The to_h method is used to turn the section into something that can be handled by the Crinja template engine. Just takes the data and put it in a hash.

    def to_h : Hash(String, String)
      {
        "docs"      => docs,
        "code"      => code,
        "docs_html" => docs_html,
        "code_html" => code_html,
        "source"    => to_source,
        "markdown"  => to_markdown,
        "literate"  => to_literate,
      }
    end
  end

Document

A Document takes a path as input and reads the file, parses its contents and is able to generate whatever output is needed.

  class Document
    property path : Path
    property sections = Array(Section).new
    property language : Language
    @literate : Bool = false
    @template : String
    @mode : String

On initialization we read the file and parse it in the correct language. Also, if rather than a .yml file we have a .yml.md we consider that "literate YAML" and tweak the language definition a bit.

    def initialize(@path : Path,
                   @template : String = "sidebyside",
                   @mode : String = "docs")
      key = @path.extension
      if key == ".md" # It may be literate!
        lang_key = File.extname(@path.basename(".md"))
        if LANGUAGES.has_key?(lang_key)
          key = lang_key
          @literate = true
        end
      end

      raise Exception.new "Unknown language for file #{@path}" \
        unless LANGUAGES.has_key? key
      @language = LANGUAGES[key].clone

In the literate versions, everything is doc except indented things, which are code. So we change the match regex to match everything except 4 spaces or a tab.

      @language["match"] = /^(?![ ]{4}|\t).*/ if @literate
      parse(File.read(@path))
    end

Given a string of source code, parse out each block of prose and the code that follows it — by detecting which is which, line by line — and then create an individual section for it. Each section is an object with docs and code properties, which can later be converted to HTML.

    def parse(source : String)
      lines = source.split("\n")
      @sections = [Section.new language]

This loop is the core of the parser. It goes line by line and decides if the line is a comment or code, and depending on that either starts a new section, or adds to the current one.

      is_comment = language["match"].as(Regex)
      lines.each do |line|
        if is_comment.match(line) && !NOT_COMMENT.match(line)

Break section if we find docs after code

          @sections << Section.new(language) unless sections[-1].code.empty?

Remove comment markers if it's not literate and stick the line at the end of the current section's docs

          line = line.sub(language["match"], "") unless @literate
          @sections[-1].docs += line + "\n"

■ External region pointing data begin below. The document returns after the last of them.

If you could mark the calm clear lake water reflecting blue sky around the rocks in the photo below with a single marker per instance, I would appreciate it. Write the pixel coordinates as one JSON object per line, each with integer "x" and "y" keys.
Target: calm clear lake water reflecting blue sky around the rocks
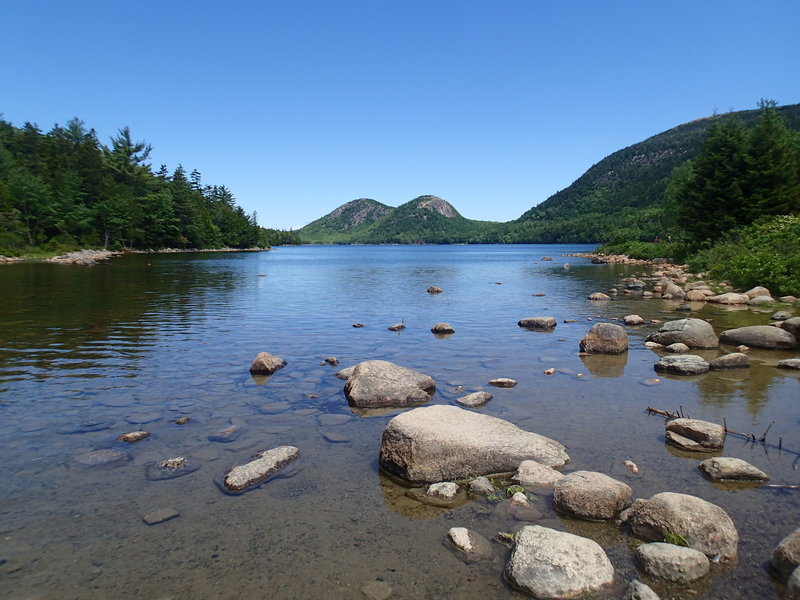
{"x": 89, "y": 353}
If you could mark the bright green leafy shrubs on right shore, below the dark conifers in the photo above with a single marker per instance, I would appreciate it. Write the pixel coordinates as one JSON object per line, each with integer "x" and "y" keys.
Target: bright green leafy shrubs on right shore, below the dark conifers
{"x": 766, "y": 253}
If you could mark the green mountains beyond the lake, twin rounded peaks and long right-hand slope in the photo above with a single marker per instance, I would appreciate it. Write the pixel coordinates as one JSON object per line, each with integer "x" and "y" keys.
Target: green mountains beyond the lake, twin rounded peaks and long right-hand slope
{"x": 620, "y": 198}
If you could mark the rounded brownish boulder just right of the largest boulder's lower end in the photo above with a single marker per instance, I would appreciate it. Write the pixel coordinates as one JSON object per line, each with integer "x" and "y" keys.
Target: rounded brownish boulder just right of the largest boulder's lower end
{"x": 591, "y": 496}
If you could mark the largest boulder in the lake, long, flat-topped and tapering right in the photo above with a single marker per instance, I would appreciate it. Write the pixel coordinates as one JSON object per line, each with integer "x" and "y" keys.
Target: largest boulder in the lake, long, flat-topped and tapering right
{"x": 441, "y": 443}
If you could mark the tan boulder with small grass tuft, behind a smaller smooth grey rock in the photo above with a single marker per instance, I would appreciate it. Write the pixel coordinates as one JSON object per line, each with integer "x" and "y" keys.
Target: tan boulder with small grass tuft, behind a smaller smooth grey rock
{"x": 705, "y": 526}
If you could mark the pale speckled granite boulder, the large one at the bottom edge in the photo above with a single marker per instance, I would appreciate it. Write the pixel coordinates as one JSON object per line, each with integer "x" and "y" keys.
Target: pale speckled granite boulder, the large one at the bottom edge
{"x": 549, "y": 564}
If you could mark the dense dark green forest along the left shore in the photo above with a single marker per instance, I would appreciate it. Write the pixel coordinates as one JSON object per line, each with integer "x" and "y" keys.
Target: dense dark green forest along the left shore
{"x": 63, "y": 189}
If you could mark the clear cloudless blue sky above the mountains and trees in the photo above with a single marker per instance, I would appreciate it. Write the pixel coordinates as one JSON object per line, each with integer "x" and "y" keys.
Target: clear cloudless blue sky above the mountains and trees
{"x": 300, "y": 106}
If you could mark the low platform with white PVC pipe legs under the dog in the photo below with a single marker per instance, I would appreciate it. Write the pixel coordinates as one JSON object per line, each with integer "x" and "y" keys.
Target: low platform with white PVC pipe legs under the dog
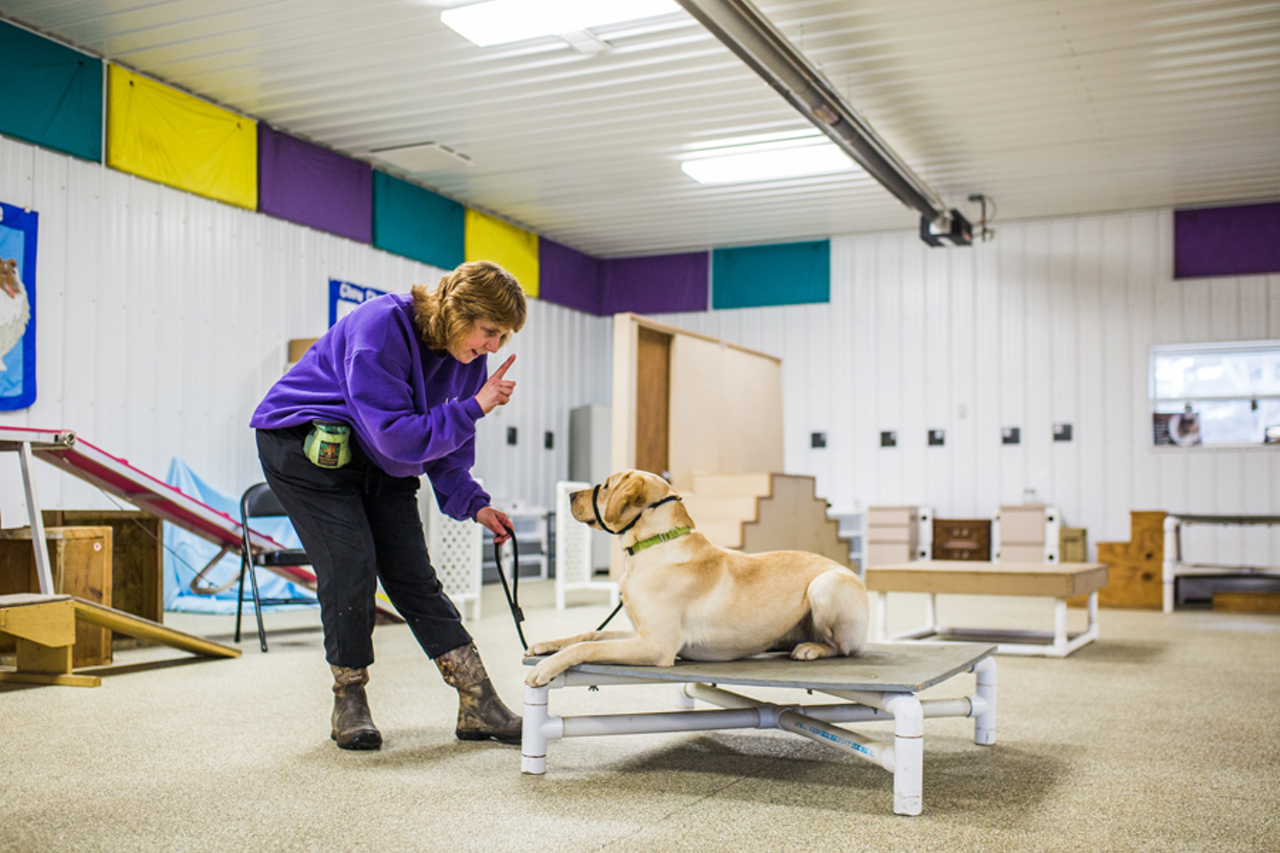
{"x": 881, "y": 685}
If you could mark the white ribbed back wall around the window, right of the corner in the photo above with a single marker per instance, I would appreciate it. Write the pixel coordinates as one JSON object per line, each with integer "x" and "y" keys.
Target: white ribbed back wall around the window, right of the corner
{"x": 1049, "y": 323}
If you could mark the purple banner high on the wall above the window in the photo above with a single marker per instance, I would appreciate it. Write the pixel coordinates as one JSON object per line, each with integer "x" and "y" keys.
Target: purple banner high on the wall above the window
{"x": 1227, "y": 241}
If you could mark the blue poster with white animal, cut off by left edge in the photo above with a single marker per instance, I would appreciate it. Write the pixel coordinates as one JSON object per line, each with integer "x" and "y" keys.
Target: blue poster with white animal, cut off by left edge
{"x": 17, "y": 308}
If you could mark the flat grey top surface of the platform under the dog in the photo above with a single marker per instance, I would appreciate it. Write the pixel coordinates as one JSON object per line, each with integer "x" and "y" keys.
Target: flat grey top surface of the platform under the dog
{"x": 898, "y": 668}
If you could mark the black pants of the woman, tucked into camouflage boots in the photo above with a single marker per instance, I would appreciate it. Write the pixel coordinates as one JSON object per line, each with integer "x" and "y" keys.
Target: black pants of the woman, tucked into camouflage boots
{"x": 358, "y": 526}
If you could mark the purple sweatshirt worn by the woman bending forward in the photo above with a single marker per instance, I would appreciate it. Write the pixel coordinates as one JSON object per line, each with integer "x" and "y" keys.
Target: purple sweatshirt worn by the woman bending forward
{"x": 413, "y": 409}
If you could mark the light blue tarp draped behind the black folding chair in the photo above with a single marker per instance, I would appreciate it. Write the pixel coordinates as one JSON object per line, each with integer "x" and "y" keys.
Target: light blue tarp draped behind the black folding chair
{"x": 186, "y": 554}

Also break section if we find a line of dashes (HR in markdown)

          @sections << Section.new(language) if /^(---+|===+)$/.match line
        else
          @sections[-1].code += "#{line}\n"
        end
      end

Sections with no code or docs are pointless.

      @sections.reject! { |section| section.code.strip.empty? && section.docs.strip.empty? }
    end

Save the document to a file using the desired format and template. If you want to learn more about the templates you can check out templates.cr

    def save(out_file : Path, extra_context)
      FileUtils.mkdir_p(File.dirname(path))
      case @mode
      when "markdown"
        template = Templates.get("markdown")
      when "code"
        template = Templates.get("source")
      when "literate"
        template = Templates.get("literate")
      else
        template = Templates.get(@template)
      end

      FileUtils.mkdir_p(File.dirname(out_file))
      File.open(out_file, "w") do |outf|
        outf << template.render({
          "title"    => File.basename(path),
          "sections" => sections.map(&.to_h),
          "language" => language["name"],
        }.merge extra_context)
      end
    end
  end
end

🏁 That's it!